Подогревало его ненависть и всё случившееся после отъезда купцов. За никитинскую грамоту княтинцам таскали Кашина в приказ. Давал товары ему? Давал. Да ещё, говорят, дочь обещал замуж отдать за Никитина. Стало быть, заодно с ним думаешь? Ага! На подарки дьякам полсотни истратил. Боже мой! А они ещё Федьку Лисицу приплели. Тоже, мол, у тебя на дворе околачивался. Татей укрываешь? А кнута не нюхал? Пришлось одному дьяку Пафнутию ещё полёта дать, чтобы замял дело. Разор! И всё упирается в одного человека — в Никитина. Как же ты, Василий, сразу его не разглядел? Где глаза-то твои были?!
— Грабитель! Вор! — шипел Кашин.
Доносившийся сверху плач Олёны не утихал.
«Господи! Счастье-то какое, что Барыковы после всего посватались! — подумал купец.— Не поверили слухам посадским, будто к Афоньке бегала… Реви, реви, белуга! Через две седьмицы под венец пойдёшь. Попробуешь, как мужний кулак утешает!»

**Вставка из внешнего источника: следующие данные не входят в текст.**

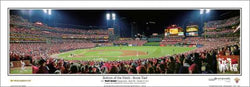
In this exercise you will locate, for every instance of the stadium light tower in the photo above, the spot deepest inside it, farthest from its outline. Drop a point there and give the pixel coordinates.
(45, 10)
(49, 11)
(201, 11)
(207, 10)
(113, 16)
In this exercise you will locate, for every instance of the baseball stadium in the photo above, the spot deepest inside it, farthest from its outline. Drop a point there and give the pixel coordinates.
(57, 41)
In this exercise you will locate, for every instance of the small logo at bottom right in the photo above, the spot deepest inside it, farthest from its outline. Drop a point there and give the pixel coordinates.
(237, 80)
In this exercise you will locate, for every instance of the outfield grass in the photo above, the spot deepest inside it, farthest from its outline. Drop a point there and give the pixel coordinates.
(114, 53)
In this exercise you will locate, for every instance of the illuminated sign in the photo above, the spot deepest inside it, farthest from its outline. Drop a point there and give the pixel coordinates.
(174, 31)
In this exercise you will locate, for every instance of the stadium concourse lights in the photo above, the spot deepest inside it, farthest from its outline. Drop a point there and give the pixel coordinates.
(47, 11)
(204, 10)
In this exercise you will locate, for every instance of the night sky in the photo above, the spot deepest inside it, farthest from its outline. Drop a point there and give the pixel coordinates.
(141, 21)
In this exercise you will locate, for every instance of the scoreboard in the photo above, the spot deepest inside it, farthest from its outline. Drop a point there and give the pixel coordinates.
(174, 30)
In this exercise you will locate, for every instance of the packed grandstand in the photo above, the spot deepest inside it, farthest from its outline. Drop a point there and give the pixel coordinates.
(36, 43)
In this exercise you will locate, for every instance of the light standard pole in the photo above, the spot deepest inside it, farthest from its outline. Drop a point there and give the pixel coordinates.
(203, 12)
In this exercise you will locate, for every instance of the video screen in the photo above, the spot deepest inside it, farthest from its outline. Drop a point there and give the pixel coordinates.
(174, 31)
(192, 29)
(58, 41)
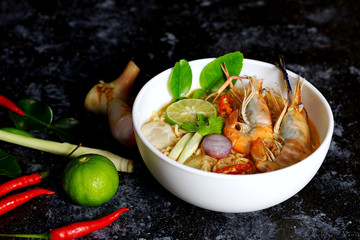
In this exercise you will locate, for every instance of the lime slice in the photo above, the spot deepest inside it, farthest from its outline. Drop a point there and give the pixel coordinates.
(186, 110)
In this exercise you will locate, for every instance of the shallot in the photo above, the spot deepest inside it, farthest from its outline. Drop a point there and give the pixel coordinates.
(113, 99)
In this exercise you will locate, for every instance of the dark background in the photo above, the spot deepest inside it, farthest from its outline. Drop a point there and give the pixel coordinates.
(55, 51)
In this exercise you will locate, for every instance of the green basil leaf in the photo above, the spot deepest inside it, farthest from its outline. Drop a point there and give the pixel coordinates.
(9, 166)
(67, 129)
(37, 117)
(212, 77)
(180, 79)
(198, 93)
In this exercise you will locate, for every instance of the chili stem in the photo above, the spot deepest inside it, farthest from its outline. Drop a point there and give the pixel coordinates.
(63, 149)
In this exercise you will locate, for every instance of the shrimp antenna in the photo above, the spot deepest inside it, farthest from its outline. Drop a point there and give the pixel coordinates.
(281, 66)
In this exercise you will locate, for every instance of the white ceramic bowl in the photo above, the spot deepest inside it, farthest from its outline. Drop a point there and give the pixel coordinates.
(231, 193)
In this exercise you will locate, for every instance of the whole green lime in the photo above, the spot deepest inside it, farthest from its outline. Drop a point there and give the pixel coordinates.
(90, 180)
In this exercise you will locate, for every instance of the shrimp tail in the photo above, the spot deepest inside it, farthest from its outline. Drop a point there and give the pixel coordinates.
(281, 66)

Кашин немного успокоился. Дочь спихнёт, Афонькин дом и утварь оттягает, Микешину тоже не простит. В кабалу, сукина сына! За соху! Копылова, если долг не вернёт, туда же! Пусть потеют!
Василий перевёл глаза на шубу, валявшуюся грязным комом на полу, стало жалко добра. Поднял, отёр плевки, встряхнул, накинул на плечи.
— Обмануть Кашина хотели, дьяволы? — Сухим кулаком он погрозил в потолок.— Я вам ещё покажу индейское царство!
А рыдания сверху доносились всё громче и громче…
Кашин был твёрд. Через две недели после микешинского приезда весь дом гудел, готовясь встретить жениха с родней и дружками.
Марфа, мать Фёдора Лисицы, не дождавшись сына, давно уже ушла из деревни и жила в Твери, кормясь тем, что подадут добрые люди. Стояла на папертях, ходила по базару, ночевала, где пустят. Пускали в бедные дома. Там годились иногда и собранные ею кусочки. Она давала хозяевам хлеб, те ей — миску горячей похлёбки. Одёжа на Марфе была худая, мороз пробирал до костей. Она кашляла по ночам, сотрясаясь всея телом. Но надо было есть, и каждое утро она снова покорно и безнадёжно брела в город, прося бога только об одном: чтоб скорее взял её к себе.
— Слышь, мать! — сказал ей хозяин избы, где она как-то заночевала.— Завтра богатая свадьба на посаде! Кашин дочь за барыковского сына отдаёт. Вот куда тебя идти!